In no particular order, here are 20 Jay songs that stand out as sub-par against the backdrop of Jigga’s much more polished products.
Do note that we didn’t include any songs where Jay was just a featured artists for a remix or collaboration. An undertaking of that magnitude would require much more space and time.
1. “(Always Be My) Sunshine” Feat. Foxy Brown & Babyface from In My Lifetime, Vol. 1 (1997)
Jay went back to his original Bonnie in an attempt to recreate “Ain’t No Nigga” and failed. And who the hell invited Babyface to the studio session?
2. “F*ck All Night” Feat. Pharrell From The Blueprint2: The Gift & The Curse (2002)
Hov pushed his luck one too many times with Pharrell. “F*ck All Night” feels like a lazy song better suited for Snoop or an exclusive N.E.R.D. track. This is apples and oranges when compared to the likes of “Allure,” “Frontin’,” and “Excuse Me Miss.” But when you’re married to Beyonce and have a studio that floats on water, bumps in the road happen. Right?

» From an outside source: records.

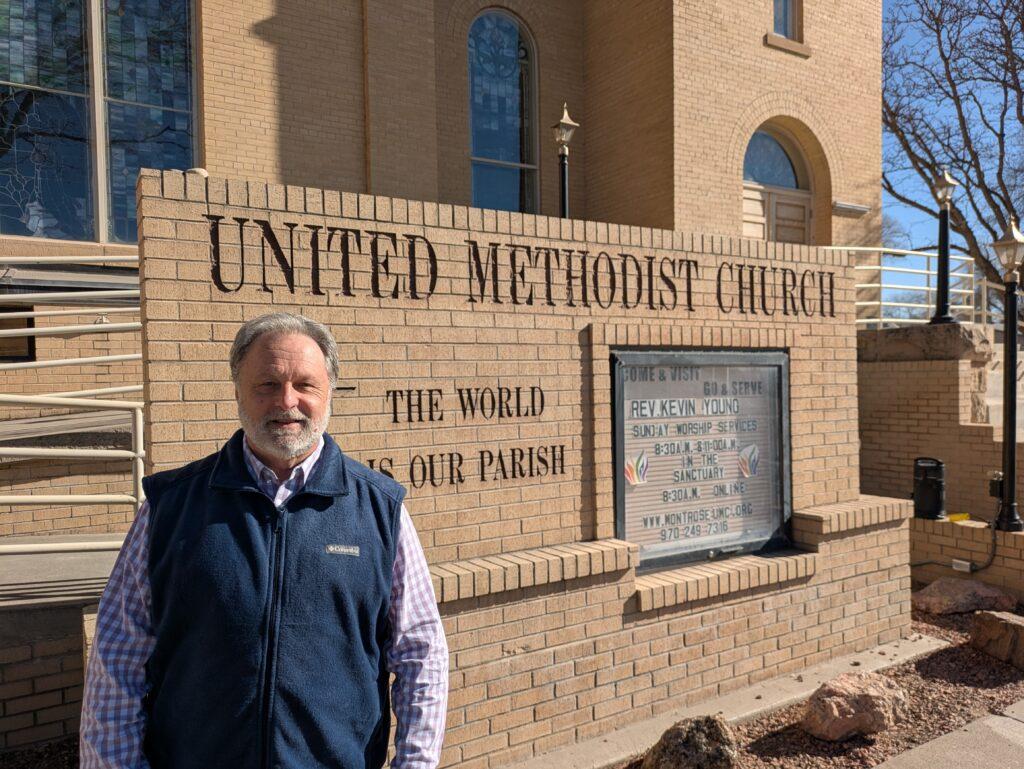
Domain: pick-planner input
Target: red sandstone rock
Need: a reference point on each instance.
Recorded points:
(999, 634)
(705, 742)
(952, 596)
(854, 703)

3. “All Around The World” Feat. LaToiya Williams From The Blueprint2: The Gift & The Curse (2002)
Forgot this one even existed, right? Don’t feel bad. We forgot LaToiya existed. Quite the snoozer off BP Deuce.
4. “2 Many Hoes” From The Blueprint2 (2002)

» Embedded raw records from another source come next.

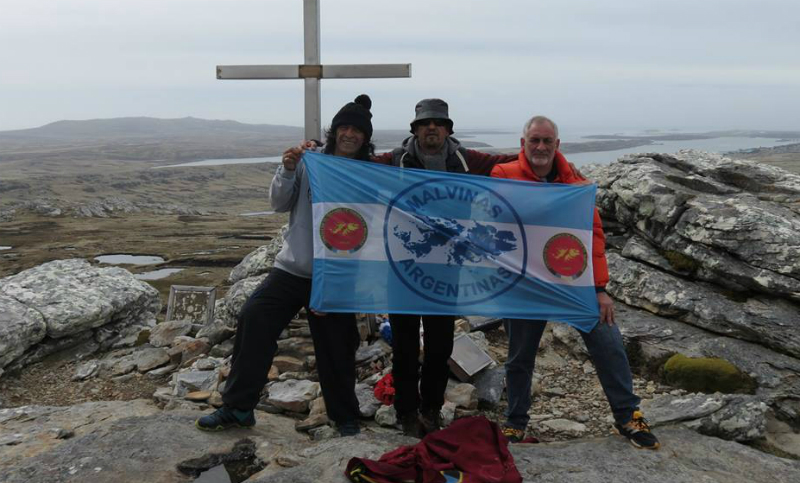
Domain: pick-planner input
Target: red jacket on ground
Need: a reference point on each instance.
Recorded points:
(521, 170)
(471, 450)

Blueprint2 seems to be outweighing the rest of Jay’s discography here but it’s with good reason. Two-disc album may have inflated the Soundscan but also definitely created a bloated project. Furthermore, we think the fat, slacker version of Timbaland threw Hov this dud beat for free. Sometimes Timbaland songs are like Comcast deals where it’s cheaper to buy Internet if you throw in basic cable. With Tim, it seems like it’s cheaper for Jay to buy a sh*tty Timbaland beat to go with his dope ones. That has to be the only reason these songs get made.
5. “Pop 4 Roc” Feat. Beanie Sigel, Memphis Bleek & Amil From Vol. 3… Life and Times of S. Carter (1999)

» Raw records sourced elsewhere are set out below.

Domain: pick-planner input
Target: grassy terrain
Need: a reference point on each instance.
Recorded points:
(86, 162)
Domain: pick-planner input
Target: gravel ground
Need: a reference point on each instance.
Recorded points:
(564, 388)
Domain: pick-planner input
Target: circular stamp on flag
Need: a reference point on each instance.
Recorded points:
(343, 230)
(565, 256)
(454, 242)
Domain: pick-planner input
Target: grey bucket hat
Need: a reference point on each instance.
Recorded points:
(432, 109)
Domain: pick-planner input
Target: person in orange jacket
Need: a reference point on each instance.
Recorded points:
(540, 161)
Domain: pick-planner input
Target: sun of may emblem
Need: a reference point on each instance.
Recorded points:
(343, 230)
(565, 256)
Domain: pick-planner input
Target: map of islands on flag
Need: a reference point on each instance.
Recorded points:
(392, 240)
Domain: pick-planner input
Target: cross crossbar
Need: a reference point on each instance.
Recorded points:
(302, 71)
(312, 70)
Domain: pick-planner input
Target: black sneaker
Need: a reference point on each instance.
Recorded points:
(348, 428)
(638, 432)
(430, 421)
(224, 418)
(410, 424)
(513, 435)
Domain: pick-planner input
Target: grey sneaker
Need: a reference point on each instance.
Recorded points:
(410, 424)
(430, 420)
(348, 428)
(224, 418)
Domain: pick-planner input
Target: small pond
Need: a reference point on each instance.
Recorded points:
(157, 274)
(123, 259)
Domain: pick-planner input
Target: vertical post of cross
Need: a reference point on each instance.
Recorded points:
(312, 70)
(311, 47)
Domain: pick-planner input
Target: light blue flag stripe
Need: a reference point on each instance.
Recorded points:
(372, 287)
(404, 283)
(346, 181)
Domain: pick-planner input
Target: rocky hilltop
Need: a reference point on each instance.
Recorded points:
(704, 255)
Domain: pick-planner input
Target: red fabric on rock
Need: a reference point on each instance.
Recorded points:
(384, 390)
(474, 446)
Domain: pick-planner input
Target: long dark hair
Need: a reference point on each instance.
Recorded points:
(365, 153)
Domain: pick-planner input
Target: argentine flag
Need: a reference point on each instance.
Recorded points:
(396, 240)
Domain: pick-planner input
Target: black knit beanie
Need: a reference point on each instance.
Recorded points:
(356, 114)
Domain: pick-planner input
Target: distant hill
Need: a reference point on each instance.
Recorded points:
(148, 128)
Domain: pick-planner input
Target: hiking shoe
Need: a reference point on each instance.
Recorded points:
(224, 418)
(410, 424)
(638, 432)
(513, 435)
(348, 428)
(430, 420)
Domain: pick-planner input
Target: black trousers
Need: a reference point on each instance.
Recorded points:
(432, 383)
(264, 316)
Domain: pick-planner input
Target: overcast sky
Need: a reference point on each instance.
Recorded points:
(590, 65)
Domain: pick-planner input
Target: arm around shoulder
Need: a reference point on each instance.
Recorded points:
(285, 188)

Ever been to a ghetto sock hop? Didn’t think so. All the more reason this track was unnecessarily created. Here’s to the short-lived Roc-A-Fella shiny suit era. *Pours out liquor for Amil*
6. “Anything” From Beanie Sigel’s The Truth (1999)
Much like number one, Jay went to the well one too many times in attempts to recapture a hit. “Hard Knock Life” was good. Leaving good enough alone would have been the best bet.